Long, structureless surveys are intimidating. Respondents don't know how much they have left to do, what's coming next, or whether their time investment will be worthwhile.
Some practical fixes: keep activities short where you can. Tell respondents up front roughly how long it will take. Use clear progress indicators. Group related questions into chapters. Use skip logic so people only see questions relevant to them. End with a clear submission step and a confirmation that their response has been received.
Easy Read is a recognised format originally designed for people with learning disabilities. It pairs simplified language with supporting images, larger typography, and a clearer visual structure. It's also useful for people with lower literacy, people reading in a second language, and anyone who finds standard text difficult to process.
The most common mistake organisations make with Easy Read is to treat it as a downloadable PDF buried at the bottom of a page, separate from the main consultation. That puts the burden on the respondent to find it, download it, fill it in, and post it back. It's better than nothing, but it isn't real inclusion.

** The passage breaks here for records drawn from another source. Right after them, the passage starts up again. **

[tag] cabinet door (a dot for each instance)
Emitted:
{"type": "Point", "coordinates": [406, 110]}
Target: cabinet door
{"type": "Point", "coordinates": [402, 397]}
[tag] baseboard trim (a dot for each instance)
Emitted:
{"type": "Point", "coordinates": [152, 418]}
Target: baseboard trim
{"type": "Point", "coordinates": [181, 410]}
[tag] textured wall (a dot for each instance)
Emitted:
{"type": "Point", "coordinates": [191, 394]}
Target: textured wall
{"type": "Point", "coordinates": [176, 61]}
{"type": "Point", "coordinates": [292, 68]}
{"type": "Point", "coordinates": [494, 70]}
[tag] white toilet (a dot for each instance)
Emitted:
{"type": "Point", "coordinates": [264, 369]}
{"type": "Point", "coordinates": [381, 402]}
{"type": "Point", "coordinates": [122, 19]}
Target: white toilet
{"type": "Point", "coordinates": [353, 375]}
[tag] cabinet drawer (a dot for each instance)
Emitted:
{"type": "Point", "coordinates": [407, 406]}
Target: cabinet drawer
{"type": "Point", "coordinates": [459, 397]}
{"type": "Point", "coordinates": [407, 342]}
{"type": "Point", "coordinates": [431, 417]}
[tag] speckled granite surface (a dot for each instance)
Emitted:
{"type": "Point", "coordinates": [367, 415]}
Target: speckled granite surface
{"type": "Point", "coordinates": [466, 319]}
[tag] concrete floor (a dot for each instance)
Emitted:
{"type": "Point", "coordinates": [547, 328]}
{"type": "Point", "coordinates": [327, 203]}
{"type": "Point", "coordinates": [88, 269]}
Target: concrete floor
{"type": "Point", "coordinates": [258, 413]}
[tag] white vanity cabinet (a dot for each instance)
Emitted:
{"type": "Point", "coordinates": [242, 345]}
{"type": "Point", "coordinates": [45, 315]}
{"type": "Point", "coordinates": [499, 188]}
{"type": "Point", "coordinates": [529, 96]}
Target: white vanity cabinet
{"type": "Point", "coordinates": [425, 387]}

If your platform supports it, run Easy Read versions as live online activities, just like any other consultation. That way respondents can take part on the same terms as everyone else, with the same submission process, the same confirmation, the same sense that their voice counts equally.
7. Test with real users, not just colleagues
Internal testing with colleagues is useful for finding bugs and broken links. It's much less useful for finding inclusion gaps. Your colleagues are professionals who do this for a living. They'll glide past the things that trip up real respondents.
Where you can, test with people who reflect the audience you're trying to reach: people with lower literacy, people with disabilities, older respondents, people who don't speak English as a first language. Even informal testing with two or three people from outside your usual networks will surface things internal testing won't.
Even the most inclusive consultation will fail to reach people if it's only promoted through channels they don't use. Social media, council newsletters, and government press releases reach a particular subset of the public. Reaching others may require partnering with community organisations, charities, libraries, schools, GP surgeries, or local advice services.
Think about who has trusted relationships with the people you're trying to hear from, and ask how they can help spread the word.

These principles apply to any consultation platform, on any topic, in any sector. They're about how you design and run consultation, not which tool you use to do it.
That said, the right tool makes inclusive design dramatically easier. Citizen Space has been built around accessibility from the start, tested against WCAG 2.2 AA, screen reader compatible, and continuously developed in partnership with accessibility consultants. Our recent Participation Plus+ add-on goes further, adding two features built specifically for inclusive design: a new Easy Read activity type, co-designed with Easy Read specialists, and speech-to-text functionality that lets respondents speak their answers in the browser.
You can read more about Participation Plus+ in our overview guide, or speak to your Customer Success Manager about adding it to your subscription.
But whether you use Citizen Space or another platform, the underlying principle is the same: better consultation starts with hearing from more people. Designing for that, deliberately, is the most important thing you can do.